I recently reread Tolstoy’s story The Three Hermits.  It is a charming, whimsical yet deep tale about…

Well, see, there’s the problem.  If I tell you what’s in it you won’t have the pleasure of reading it.  I don’t want to blog a big spoiler.

So I’ll just share this note that I scribbled to myself after reading it: You become what you imitate.  ’nuff said right there.

It’s Ash Wednesday, and one way to look at Lenten disciplines is imitation of holiness, so that we might grow in holiness.  That’s not alien to  the New Testament:

Join with others in being imitators of me, brothers, and observe those who thus conduct themselves according to the model you have in us. (Philippians 3:17 NAB)

Sometimes the need to imitate holiness is stimulated by our frustration with lack of holiness.  Sincere reading and hearing of Scripture, followed by our inability to apply it in daily life, can irritate us and send us looking for holy examples to imitate.

This thought about frustration came not from great literature, but from a song that popped up on the car radio the other day.  The video has a bit o’ the sensual about it, so it that’s a problem you can skip down and I’ll give you the relevant lyrics…

Doctor, doctor won’t you please prescribe me somethin’
A day in the life of someone else?
‘Cause I’m a hazard to myself

Don’t let me get me, I’m my own worst enemy
It’s bad when you annoy yourself so irritating
Don’t wanna be my friend no more
I wanna be somebody else

For Christians, this frustration and longing to be somebody else comes with a big spoiler…

you’ve been warned…

don’t look if you don’t want to know…

My old self has been crucified with Christ.
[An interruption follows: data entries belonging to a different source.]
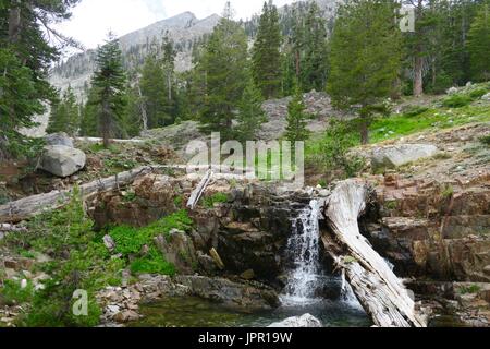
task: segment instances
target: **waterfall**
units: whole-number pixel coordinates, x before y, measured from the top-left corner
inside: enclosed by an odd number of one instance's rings
[[[319,203],[314,200],[293,221],[287,252],[294,261],[294,268],[289,274],[287,285],[281,296],[284,305],[317,301],[315,293],[321,274],[319,215]]]

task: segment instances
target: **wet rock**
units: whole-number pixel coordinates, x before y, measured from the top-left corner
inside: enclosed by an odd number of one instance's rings
[[[57,177],[70,177],[85,167],[85,153],[65,145],[45,147],[39,168]]]
[[[313,328],[313,327],[323,327],[322,323],[310,314],[305,314],[303,316],[290,317],[280,323],[273,323],[268,327],[287,327],[287,328]]]
[[[378,147],[372,151],[371,166],[375,172],[432,157],[438,148],[431,144],[400,144]]]
[[[128,311],[124,311],[124,312],[120,312],[120,313],[115,314],[114,320],[118,323],[125,324],[125,323],[128,323],[132,321],[139,320],[139,314],[136,313],[135,311],[128,310]]]

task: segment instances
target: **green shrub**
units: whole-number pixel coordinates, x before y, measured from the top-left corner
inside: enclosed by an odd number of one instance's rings
[[[490,146],[490,134],[480,137],[480,142],[487,146]]]
[[[471,103],[469,96],[464,95],[452,95],[442,101],[442,106],[446,108],[462,108]]]
[[[156,248],[151,248],[145,257],[131,263],[131,273],[173,276],[175,275],[175,266],[167,262]]]
[[[27,281],[27,287],[21,287],[20,280],[5,280],[3,288],[0,288],[0,294],[4,303],[9,305],[30,302],[34,297],[33,282]]]
[[[225,193],[216,193],[209,197],[205,197],[203,200],[204,206],[207,208],[215,207],[215,204],[224,204],[228,203],[228,195]]]
[[[358,142],[351,131],[346,122],[332,120],[318,149],[307,161],[324,171],[340,170],[347,178],[357,176],[366,164],[364,158],[350,154],[350,149]]]
[[[488,93],[488,91],[486,88],[477,88],[469,93],[469,97],[471,99],[476,100],[476,99],[480,99],[481,97],[483,97],[487,93]]]

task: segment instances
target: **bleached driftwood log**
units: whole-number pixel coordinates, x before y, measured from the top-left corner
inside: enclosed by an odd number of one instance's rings
[[[196,207],[200,196],[203,196],[203,193],[206,191],[206,188],[211,181],[211,178],[212,178],[212,170],[208,170],[205,177],[203,177],[203,180],[200,181],[199,185],[197,185],[197,188],[191,194],[191,197],[188,198],[187,202],[187,207],[189,207],[191,209],[194,209]]]
[[[132,183],[137,177],[150,173],[155,169],[156,167],[145,166],[106,179],[96,180],[81,185],[79,192],[83,197],[87,197],[98,192],[114,190]],[[0,206],[0,224],[19,222],[36,216],[42,210],[59,208],[70,200],[73,188],[58,190],[2,205]]]
[[[380,327],[424,327],[407,289],[387,262],[359,232],[357,219],[366,209],[369,188],[356,180],[342,182],[326,202],[324,216],[332,229],[322,232],[327,252],[345,272],[354,293]]]

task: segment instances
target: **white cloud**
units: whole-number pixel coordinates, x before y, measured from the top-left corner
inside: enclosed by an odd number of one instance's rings
[[[231,3],[236,19],[247,19],[260,12],[264,1],[232,0]],[[274,0],[277,5],[292,2]],[[109,31],[121,36],[185,11],[203,19],[220,14],[224,3],[225,0],[82,0],[73,10],[72,19],[59,24],[58,29],[87,48],[95,48],[103,44]]]

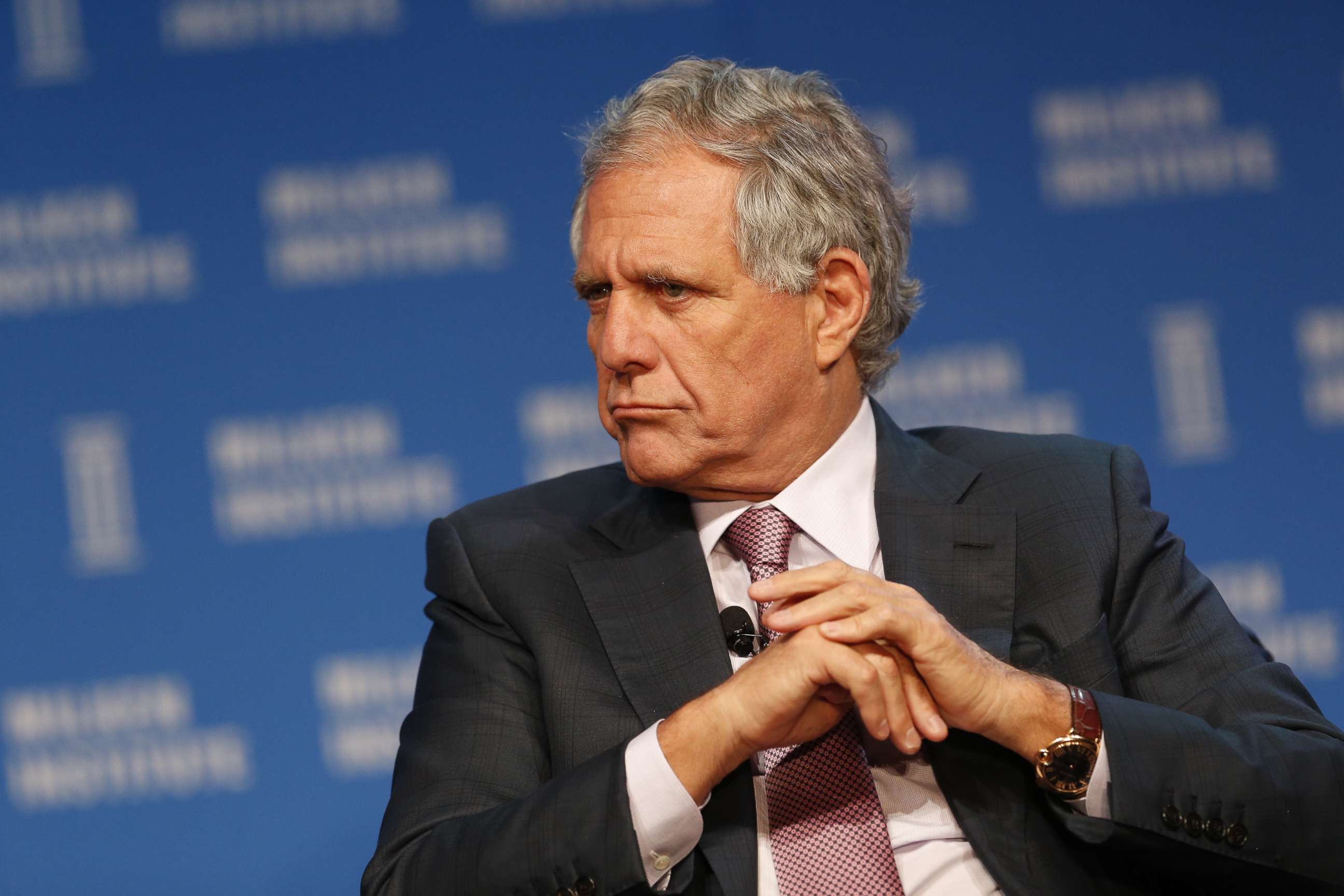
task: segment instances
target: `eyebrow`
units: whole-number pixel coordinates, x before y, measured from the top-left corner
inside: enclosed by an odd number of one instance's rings
[[[685,283],[687,286],[707,286],[707,277],[699,271],[680,270],[669,265],[650,265],[640,278],[645,283]],[[597,274],[575,273],[570,281],[574,292],[583,293],[594,286],[609,286],[612,281]]]
[[[574,278],[570,282],[574,285],[574,292],[579,294],[586,293],[594,286],[606,285],[606,279],[603,279],[602,277],[594,277],[593,274],[579,274],[579,273],[575,273]]]

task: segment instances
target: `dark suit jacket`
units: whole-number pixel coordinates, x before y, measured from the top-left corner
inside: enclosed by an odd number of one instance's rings
[[[1070,811],[989,740],[926,746],[1004,892],[1335,892],[1344,733],[1185,560],[1136,454],[905,433],[874,410],[887,578],[1101,711],[1113,821]],[[433,629],[363,893],[648,892],[625,744],[730,674],[687,498],[583,470],[437,520],[427,555]],[[1167,806],[1246,842],[1169,829]],[[703,814],[671,891],[754,896],[746,766]]]

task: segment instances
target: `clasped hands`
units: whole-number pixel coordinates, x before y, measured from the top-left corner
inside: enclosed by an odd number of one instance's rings
[[[1030,759],[1068,731],[1064,685],[999,661],[914,588],[831,560],[747,594],[780,637],[659,728],[698,802],[751,754],[818,737],[851,707],[906,754],[960,728]]]

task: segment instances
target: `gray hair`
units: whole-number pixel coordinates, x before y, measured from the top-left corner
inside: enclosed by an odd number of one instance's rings
[[[765,289],[810,292],[817,263],[837,246],[864,261],[872,300],[851,351],[864,387],[880,386],[896,363],[891,344],[919,308],[919,281],[906,275],[913,203],[909,189],[892,185],[882,141],[820,73],[687,58],[610,99],[585,138],[570,219],[574,257],[593,181],[656,165],[685,144],[741,168],[732,238],[743,269]]]

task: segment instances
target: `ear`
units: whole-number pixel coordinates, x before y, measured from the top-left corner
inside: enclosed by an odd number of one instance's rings
[[[849,351],[872,301],[868,266],[852,249],[839,246],[817,262],[813,289],[817,369],[829,369]]]

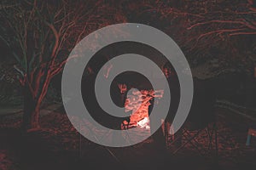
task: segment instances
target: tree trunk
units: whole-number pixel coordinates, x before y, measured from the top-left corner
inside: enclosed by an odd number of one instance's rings
[[[33,98],[27,84],[24,87],[24,115],[22,127],[24,130],[39,128],[39,105]]]

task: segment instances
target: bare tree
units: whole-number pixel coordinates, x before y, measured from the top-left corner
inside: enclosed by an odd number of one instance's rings
[[[168,0],[143,3],[144,8],[137,12],[137,17],[146,14],[151,18],[147,20],[149,25],[163,23],[160,29],[174,38],[190,63],[196,59],[217,59],[220,56],[215,54],[217,51],[222,51],[221,60],[228,60],[225,63],[250,65],[256,61],[254,1]]]
[[[71,49],[88,33],[125,22],[104,1],[3,1],[0,38],[17,60],[24,87],[25,129],[39,128],[39,109],[50,80],[61,71]]]

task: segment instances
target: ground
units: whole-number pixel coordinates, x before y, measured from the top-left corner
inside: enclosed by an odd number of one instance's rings
[[[166,154],[149,138],[126,148],[103,147],[90,142],[70,124],[56,105],[41,110],[41,129],[23,133],[22,112],[0,116],[0,169],[247,169],[255,167],[256,139],[246,146],[247,133],[255,121],[227,109],[217,108],[218,162],[212,152],[201,156],[192,145]],[[147,130],[139,129],[141,135]],[[196,139],[202,147],[207,135]]]

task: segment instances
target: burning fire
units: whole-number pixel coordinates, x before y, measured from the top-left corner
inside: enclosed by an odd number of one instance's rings
[[[141,128],[149,129],[148,105],[151,105],[149,100],[153,98],[160,99],[163,96],[163,90],[134,90],[131,94],[127,95],[125,103],[125,111],[131,111],[129,128],[140,127]],[[125,125],[128,122],[125,121]]]

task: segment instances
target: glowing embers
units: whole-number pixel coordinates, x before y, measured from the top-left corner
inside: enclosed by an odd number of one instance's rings
[[[125,103],[125,112],[131,113],[130,122],[124,121],[123,124],[129,128],[139,127],[149,129],[148,105],[150,100],[160,99],[163,96],[163,90],[133,90],[127,94]]]

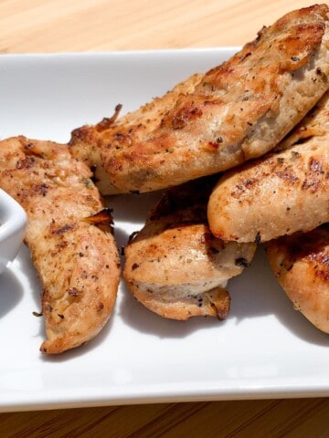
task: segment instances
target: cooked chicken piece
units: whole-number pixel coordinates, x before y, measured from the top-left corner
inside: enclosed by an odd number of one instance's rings
[[[27,214],[25,242],[43,287],[41,351],[91,339],[113,308],[120,266],[111,214],[90,169],[67,145],[11,138],[0,141],[0,187]]]
[[[328,89],[328,11],[287,14],[164,98],[75,130],[72,153],[96,166],[104,194],[177,185],[264,154]]]
[[[104,168],[106,155],[112,151],[103,151],[111,146],[111,138],[116,143],[128,141],[142,142],[161,125],[164,116],[174,107],[183,96],[192,93],[203,78],[203,75],[193,75],[185,82],[176,85],[162,98],[143,106],[134,112],[118,119],[122,105],[117,105],[111,118],[105,118],[95,126],[82,126],[72,132],[70,151],[80,162],[84,162],[94,172],[94,180],[102,194],[127,193],[114,187],[107,168]],[[108,140],[107,140],[108,139]],[[118,146],[115,146],[117,148]],[[105,155],[103,155],[105,153]]]
[[[228,172],[208,203],[223,240],[266,242],[329,221],[329,93],[278,147]]]
[[[271,241],[267,254],[294,308],[329,333],[329,224]]]
[[[162,317],[227,318],[228,278],[249,265],[254,244],[224,244],[207,224],[212,179],[169,189],[125,247],[124,278],[133,295]]]

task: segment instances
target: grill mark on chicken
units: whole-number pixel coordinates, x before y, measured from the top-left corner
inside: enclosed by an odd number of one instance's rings
[[[327,27],[325,5],[292,11],[205,75],[75,130],[71,151],[96,166],[103,193],[177,185],[260,156],[328,89]]]
[[[91,339],[114,306],[120,276],[111,216],[90,171],[67,145],[0,141],[0,186],[26,210],[25,242],[41,280],[47,340],[58,354]]]
[[[269,242],[267,256],[294,308],[329,333],[329,224]]]

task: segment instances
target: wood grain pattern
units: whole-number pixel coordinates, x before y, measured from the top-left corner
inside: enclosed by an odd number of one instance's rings
[[[2,0],[0,52],[237,46],[302,0]],[[0,437],[327,437],[325,398],[164,403],[0,414]]]

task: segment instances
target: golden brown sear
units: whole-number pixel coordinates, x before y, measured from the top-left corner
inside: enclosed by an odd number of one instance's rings
[[[253,257],[254,244],[224,244],[211,235],[206,213],[215,181],[168,189],[125,247],[123,274],[131,292],[162,317],[226,318],[228,280]]]
[[[111,216],[90,176],[67,145],[0,141],[0,187],[27,212],[25,242],[43,287],[44,353],[91,339],[115,303],[120,265]]]
[[[329,224],[271,241],[267,255],[294,308],[329,333]]]
[[[148,192],[271,150],[328,89],[328,7],[292,11],[227,62],[135,112],[72,133],[102,193]]]
[[[275,153],[228,171],[208,203],[223,240],[266,242],[329,221],[329,92]]]

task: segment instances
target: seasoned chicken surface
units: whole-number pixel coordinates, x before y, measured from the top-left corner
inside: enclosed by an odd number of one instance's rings
[[[271,153],[228,172],[208,221],[223,240],[266,242],[329,221],[329,93]]]
[[[125,247],[124,278],[133,296],[162,317],[227,318],[228,280],[249,265],[254,244],[224,244],[207,224],[212,179],[168,189]]]
[[[71,151],[103,193],[177,185],[271,150],[328,89],[328,7],[293,11],[164,98],[76,130]]]
[[[48,354],[92,339],[116,298],[111,217],[90,175],[67,145],[25,137],[0,141],[0,187],[27,214],[25,242],[43,287],[48,339],[40,349]]]
[[[329,333],[329,224],[271,241],[267,255],[294,308]]]

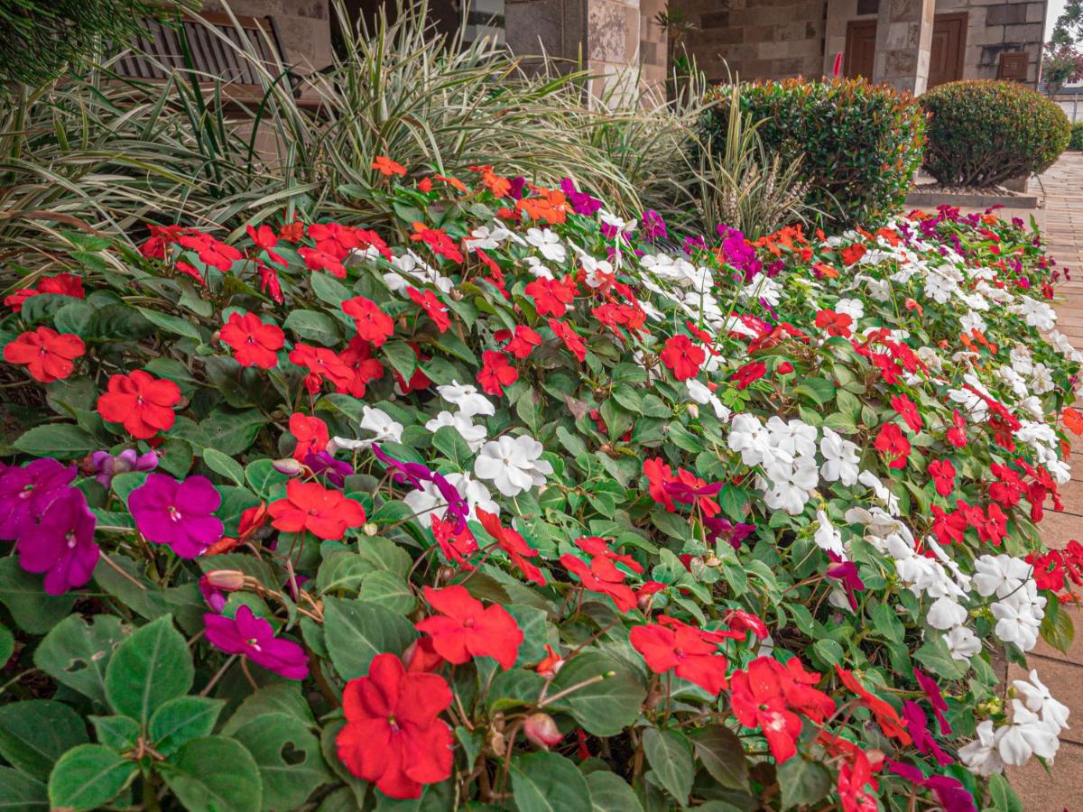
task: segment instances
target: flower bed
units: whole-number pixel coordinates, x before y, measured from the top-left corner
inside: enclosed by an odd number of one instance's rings
[[[1067,710],[991,658],[1083,580],[1039,236],[376,166],[397,237],[70,234],[5,299],[0,806],[1009,808]]]

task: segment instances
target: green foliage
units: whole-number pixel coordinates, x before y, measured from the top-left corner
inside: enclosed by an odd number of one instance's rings
[[[925,170],[952,186],[991,186],[1053,165],[1071,125],[1059,105],[1018,82],[948,82],[921,97],[929,114]]]
[[[704,118],[716,152],[726,148],[731,93],[715,90]],[[742,84],[740,97],[768,154],[799,161],[805,201],[827,221],[869,226],[898,210],[924,143],[924,116],[911,96],[864,79],[785,79]]]
[[[168,21],[191,0],[0,0],[0,92],[37,84],[101,50],[146,30],[146,19]]]

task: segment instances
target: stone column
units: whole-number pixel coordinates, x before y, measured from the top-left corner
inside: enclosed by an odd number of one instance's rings
[[[936,0],[880,0],[873,81],[914,95],[929,79]]]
It is no longer I who live, but Christ lives in me. So I live in this earthly body by trusting in the Son of God, who loved me and gave himself for me. (Galatians 2:20 NLT)

The holiness is already there within you. Trusting Him – by imitating him and by relying upon his self-offering when you don’t – is the right outcome of any discipline, Lenten or any time.

May your Lent be blessed with greater discovery of the life of Christ within you, already transforming you into His likeness.

But our citizenship is in heaven, and from it we await a Savior, the Lord Jesus Christ, who will transform our lowly body to be like his glorious body, by the power that enables him even to subject all things to himself. (Philippians 3:20-21 ESV)

Oh, dang it, that was another spoiler, wasn’t it?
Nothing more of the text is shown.